As attackers gain access to higher authorization and privileges, they are empowered to do more. Not only do they have more access and deeper impact, but they also have access to commands that can obfuscate their presence, or cover their tracks! Had Benedict Arnold not been implicated in correspondence carried by his British handler, he likely would have doomed the Revolution. One can surmise that the Ukrainian government is continually monitoring for similar activity, and protecting the integrity of their command & control networks to avoid this same outcome.

West Point (now the US Military Academy) controlled the Hudson River – its fall would have allowed British forces to divide the colonies in two.

So what now?

So how can defenders in the cyber battlefield mitigate or eliminate this threat?

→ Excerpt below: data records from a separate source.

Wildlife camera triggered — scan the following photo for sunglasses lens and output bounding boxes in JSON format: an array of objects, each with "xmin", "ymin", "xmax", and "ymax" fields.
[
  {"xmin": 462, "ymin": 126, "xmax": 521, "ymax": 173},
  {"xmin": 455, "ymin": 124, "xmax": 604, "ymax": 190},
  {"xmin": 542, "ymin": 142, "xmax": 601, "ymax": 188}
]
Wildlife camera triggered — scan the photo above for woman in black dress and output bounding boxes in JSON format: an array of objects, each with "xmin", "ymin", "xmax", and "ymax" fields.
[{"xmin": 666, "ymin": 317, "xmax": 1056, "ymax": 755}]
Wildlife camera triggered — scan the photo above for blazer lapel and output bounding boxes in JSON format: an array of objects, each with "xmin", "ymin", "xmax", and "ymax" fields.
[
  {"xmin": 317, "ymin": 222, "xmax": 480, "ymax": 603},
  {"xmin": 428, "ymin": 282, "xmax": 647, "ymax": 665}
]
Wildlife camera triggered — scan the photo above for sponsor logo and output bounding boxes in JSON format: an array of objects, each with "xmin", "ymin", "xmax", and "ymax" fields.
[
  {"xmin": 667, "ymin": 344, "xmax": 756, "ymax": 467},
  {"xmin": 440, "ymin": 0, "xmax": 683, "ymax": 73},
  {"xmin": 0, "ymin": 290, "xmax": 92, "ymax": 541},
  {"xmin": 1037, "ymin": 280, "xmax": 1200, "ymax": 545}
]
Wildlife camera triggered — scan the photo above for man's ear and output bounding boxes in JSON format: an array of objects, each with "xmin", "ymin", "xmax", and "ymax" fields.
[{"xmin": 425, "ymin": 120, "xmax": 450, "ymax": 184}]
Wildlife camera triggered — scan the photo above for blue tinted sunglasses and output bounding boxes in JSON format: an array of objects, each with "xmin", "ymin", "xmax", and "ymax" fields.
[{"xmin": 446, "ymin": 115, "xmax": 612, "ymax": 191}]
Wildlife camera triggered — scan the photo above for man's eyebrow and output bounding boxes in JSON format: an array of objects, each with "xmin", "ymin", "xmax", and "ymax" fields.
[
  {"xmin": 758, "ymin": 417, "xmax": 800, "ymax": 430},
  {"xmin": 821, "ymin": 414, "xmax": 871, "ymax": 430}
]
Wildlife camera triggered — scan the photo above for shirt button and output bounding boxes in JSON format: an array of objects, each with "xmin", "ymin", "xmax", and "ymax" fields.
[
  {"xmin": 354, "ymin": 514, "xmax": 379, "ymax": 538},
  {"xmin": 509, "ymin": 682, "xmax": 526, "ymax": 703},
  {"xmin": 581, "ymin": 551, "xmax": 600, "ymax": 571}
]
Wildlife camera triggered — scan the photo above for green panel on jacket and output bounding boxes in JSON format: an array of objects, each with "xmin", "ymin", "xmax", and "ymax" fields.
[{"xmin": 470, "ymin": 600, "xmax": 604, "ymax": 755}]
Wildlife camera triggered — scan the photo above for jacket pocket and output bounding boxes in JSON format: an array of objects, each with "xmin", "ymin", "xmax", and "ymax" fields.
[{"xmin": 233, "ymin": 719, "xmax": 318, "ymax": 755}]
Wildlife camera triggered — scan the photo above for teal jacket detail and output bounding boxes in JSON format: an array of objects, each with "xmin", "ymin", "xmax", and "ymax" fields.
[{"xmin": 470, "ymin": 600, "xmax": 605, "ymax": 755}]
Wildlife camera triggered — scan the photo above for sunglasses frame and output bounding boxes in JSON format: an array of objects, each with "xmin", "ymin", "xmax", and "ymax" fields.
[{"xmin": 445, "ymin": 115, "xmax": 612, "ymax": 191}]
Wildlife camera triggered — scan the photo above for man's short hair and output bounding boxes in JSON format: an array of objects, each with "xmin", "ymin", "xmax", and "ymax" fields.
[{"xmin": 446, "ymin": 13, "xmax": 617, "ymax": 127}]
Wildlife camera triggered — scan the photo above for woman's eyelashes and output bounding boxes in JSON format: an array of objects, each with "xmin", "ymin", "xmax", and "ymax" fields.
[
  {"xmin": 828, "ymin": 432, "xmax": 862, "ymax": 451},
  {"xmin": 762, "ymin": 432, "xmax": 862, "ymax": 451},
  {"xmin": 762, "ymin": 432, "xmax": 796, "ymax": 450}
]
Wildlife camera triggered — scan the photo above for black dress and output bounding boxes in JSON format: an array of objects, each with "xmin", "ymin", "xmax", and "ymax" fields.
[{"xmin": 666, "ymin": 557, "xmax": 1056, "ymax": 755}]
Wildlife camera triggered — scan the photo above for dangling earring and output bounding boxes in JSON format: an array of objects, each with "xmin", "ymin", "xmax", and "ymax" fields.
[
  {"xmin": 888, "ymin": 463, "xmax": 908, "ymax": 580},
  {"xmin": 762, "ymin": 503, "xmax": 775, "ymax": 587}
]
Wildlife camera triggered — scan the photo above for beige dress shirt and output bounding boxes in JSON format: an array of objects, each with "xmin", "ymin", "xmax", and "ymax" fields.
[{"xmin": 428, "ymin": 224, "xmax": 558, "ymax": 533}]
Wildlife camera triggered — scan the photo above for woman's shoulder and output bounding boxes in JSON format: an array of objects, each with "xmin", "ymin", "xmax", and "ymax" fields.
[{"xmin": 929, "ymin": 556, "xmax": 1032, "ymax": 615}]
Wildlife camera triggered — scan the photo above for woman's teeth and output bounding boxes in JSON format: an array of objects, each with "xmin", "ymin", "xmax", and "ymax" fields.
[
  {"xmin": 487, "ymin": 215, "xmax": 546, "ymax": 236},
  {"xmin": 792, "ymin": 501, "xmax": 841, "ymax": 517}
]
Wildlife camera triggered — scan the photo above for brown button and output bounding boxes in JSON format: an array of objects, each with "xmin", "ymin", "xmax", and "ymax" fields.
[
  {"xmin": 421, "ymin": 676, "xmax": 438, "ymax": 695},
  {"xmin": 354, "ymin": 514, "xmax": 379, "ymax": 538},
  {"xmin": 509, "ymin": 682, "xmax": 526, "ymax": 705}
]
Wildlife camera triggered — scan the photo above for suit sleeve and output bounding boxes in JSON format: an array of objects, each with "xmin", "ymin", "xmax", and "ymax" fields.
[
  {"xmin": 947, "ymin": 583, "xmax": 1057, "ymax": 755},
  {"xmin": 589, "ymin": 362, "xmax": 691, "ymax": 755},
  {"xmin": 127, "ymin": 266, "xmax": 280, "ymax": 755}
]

  • Log and audit, folks! We all can do a better job monitoring the OS logs for our devices and infrastructure. Yes, they are chatty. Take advantage of things like Microsoft’s Sysinterals and SwiftOnSecurity’s Sysmon template, or Auditd if you’re using Linux. This step will allow you to see when something fishy is going on.
  • Ensure that many of the OS mechanisms in place are disabled or properly hardened. The Center for Internet Security’s benchmarks & hardening guides spend a lot of time ensuring that any work-around is harder to take advantage of.
  • Use privilege account management features and privileged access management (PAM) tools. Sounds simple, but that additional process overhead can prevent a lot of pain.
  • Monitor and restrict file and registry access. Many of the TTPs we discussed above take advantage of injecting into scripts, libraries, or executables, or accessing them for cover. Use signed code whenever possible! Limit software installs and downloads as much as possible and retrain users to understand why.
  • Ratchet down on user, group and local admin privileges. The lower the adversary must start, the harder it will be for them to climb the ladder. Don’t forget service accounts too! And local accounts are the bane of any security program’s existence.
  • Sandbox and isolate properly, especially for containers and VMs. Some supply chain security is a huge help here – validate upstream repositories and vendors are clean before going to production.
  • Patch your code!

Conclusion

Privilege Escalation is nasty stuff, folks! And the more we prevent it, the more we interrupt adversary plans for causing damage, moving laterally, stealing information, or operating long term in our environments. The Continental Army learned the game of espionage quickly, but their efforts in counter-espionage were what saved their revolution from a disastrous end. The Ukrainians have also learned that quickly, and in a few years we may see it was vital to their survival. That same vigilance is necessary in cyberspace. Success can mean the entire game – for both sides. Don’t make it easy on the adversary to win! Make their loss embarrassing!

The British never made Benedict and Peggy rich, but at least he got a plaque for his treachery.

I hope that this post was helpful in understanding the role privileges play in cyberspace. Much of what an attacker wants to accomplish hinges on the Privilege Escalation tactic being successful. In subsequent posts, we’ll take a look at the possibilities that unlocking privileges can grant. As always, let me know if this is helpful, and have a great week folks!